Abstract: TH-PO164
A Case of Pilsicainide Hydrochloride Toxicity That Relapsed After Discontinuation of Hemodialysis
Session Information
- Drug Events Trainee Case Reports
November 07, 2019 | Location: Exhibit Hall, Walter E. Washington Convention Center
Abstract Time: 10:00 AM - 12:00 PM
Category: Trainee Case Report
- 1800 Pharmacology (PharmacoKinetics, -Dynamics, -Genomics)
Authors
- Yamada, Takayuki, Mount Sinai Beth Israel, New York, United States
- Wakui, Hiromichi, Yokohama City University, Yokohama, Japan
- Tamura, Kouichi, Yokohama City University, Yokohama, Japan
- Takahashi, Toshiya, Hadano Red Cross Hospital, Hadano, Kanagawa, Japan
- Miura, Takahiko, Yokohama Sakae Kyosai Hospital, Kanagawa-ken, Japan
- Takizawa, Toshikazu, Hadano Red Cross Hospital, Hadano, Kanagawa, Japan
- Burger, Alfred, Mount Sinai Beth Israel, New York, New York, United States
- Charen, Elliot M., Mount Sinai Beth Israel, New York, New York, United States
Introduction
Pilsicainide is a class I C sodium channel blocker known to be effective in treating atrial fibrillation (Afib). However, the high plasma concentration of pilsicainide can trigger ventricular tachycardia (VT) and ventricular fibrillation. We present a case of pilsicainide induced VT, which relapsed after discontinuation of hemodialysis (HD).
Case Description
An 84-year-old male with a history of hypertension, paroxysmal Afib on pilsicainide, and Parkinson’s disease developed a cough and fever three days before admission. One day prior, he became lethargic and was brought to a local hospital. A 12-lead electrocardiography (ECG) showed VT. He was transferred to our hospital due to pilsicainide toxicity. His creatinine increased to 6.2mg/dL secondary to sepsis (baseline 0.9 mg/dL). We initiated emergent HD, which narrowed the QRS instantly (Figure). We performed 3 hours of HD. Two hours after ending HD his QRS prolonged again; we resumed HD followed by direct hemoperfusion.
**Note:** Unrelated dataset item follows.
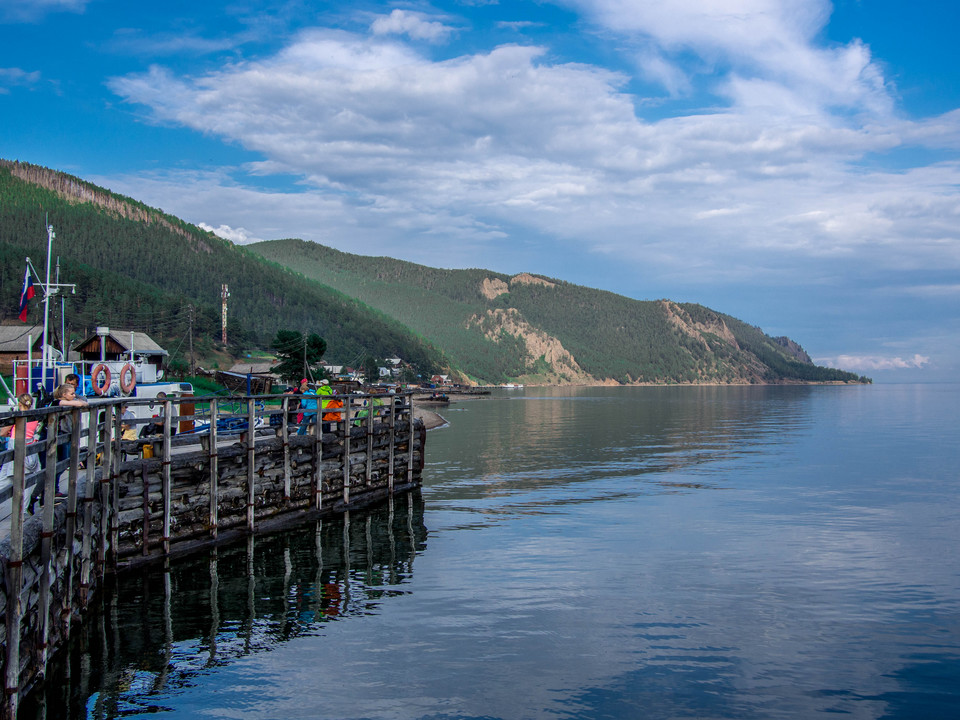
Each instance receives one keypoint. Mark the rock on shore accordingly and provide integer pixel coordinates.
(430, 419)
The QRS remained narrow after the 2nd HD session. He remained hemodynamically stable and was transferred to the initial hospital. Serum pilsicainide levels were: at previous hospital 3.47 µg/mL, on admission 2.61 µg/mL, after 1st HD 2.31 µg/mL, after 2nd HD 1.1 µg/mL, and after hemoperfusion 0.76 µg/mL.
Discussion
Pilsicainide is excreted by the kidney; therefore, elimination is prolonged in patients with chronic kidney disease (CKD). The mean clearance of this drug by HD is 32 %. Interestingly, the QRS was narrow during HD even though the serum pilsicainide level was high. The volume of distribution of this medication is 1.7 L/kg in CKD patients; most of the drug is distributed in the tissue. We infer that the drug in the tissue was re-distributed after HD. In conclusion, pilsicainide should be administered cautiously to elderly patients even if the serum creatinine is normal. Serum pilsicainide level may not correlate with EKG findings.